Gold came close to closing lower for the second week in a row, falling to $2372 per troy ounce on Friday morning, $111 below its high on July 17th.
This decline occurred in two impulses, with an intermediate correction in between, and fits within a 61.8% Fibonacci retracement pattern from the initial decline. The extension of the pattern within the classic expansion suggests a downside target near $2320.
On the other hand, gold found buying support on Thursday and early on Friday at the crossover of the 50-day moving average near $2360. This also coincides with the consolidation centre of the repeated pullbacks from April to June. This means that the decline in this area is well within the framework of a correction, and it is not yet possible to claim that the gold rally has broken and that a top has been established for many months and years to come.

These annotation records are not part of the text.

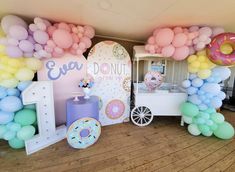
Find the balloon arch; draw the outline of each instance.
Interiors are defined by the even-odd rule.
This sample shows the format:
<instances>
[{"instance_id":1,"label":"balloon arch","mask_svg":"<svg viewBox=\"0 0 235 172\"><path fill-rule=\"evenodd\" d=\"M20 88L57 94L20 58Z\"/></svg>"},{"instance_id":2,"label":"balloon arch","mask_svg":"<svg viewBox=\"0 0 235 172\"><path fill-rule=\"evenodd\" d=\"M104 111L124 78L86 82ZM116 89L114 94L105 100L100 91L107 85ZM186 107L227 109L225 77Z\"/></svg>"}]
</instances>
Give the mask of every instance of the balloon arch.
<instances>
[{"instance_id":1,"label":"balloon arch","mask_svg":"<svg viewBox=\"0 0 235 172\"><path fill-rule=\"evenodd\" d=\"M37 128L35 106L24 106L21 93L42 67L42 59L59 58L65 52L79 58L91 46L94 35L91 26L64 22L51 24L39 17L28 25L14 15L2 18L0 139L7 140L12 148L17 149L24 147L24 141L34 136ZM182 104L181 110L192 135L214 134L221 139L234 135L233 127L224 121L222 114L216 112L226 96L219 83L231 73L224 66L234 64L234 39L230 39L231 35L234 37L234 34L224 33L219 27L157 28L145 46L150 53L160 53L174 60L184 60L189 56L190 74L182 84L187 90L188 101ZM216 44L216 48L215 41L221 46ZM220 52L222 54L218 55Z\"/></svg>"}]
</instances>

Therefore, there are two possible lines of defence for gold in the short term: $2360 and $2320. It is worth keeping a close eye on the price action around these levels. If gold breaks through them with a strong move, we should be prepared for a prolonged decline. If the buyers manage to break the trend near one of these lines, the price may well continue to rise on buyers’ encouragement.
Gold’s ability to avoid a sell-off in June after breaking the 50-day probably helped it make new highs in July. This story could be repeated if the financial markets avoid another deep sell-off and return to growth even without an official correction (a fall of more than 10% from the peak).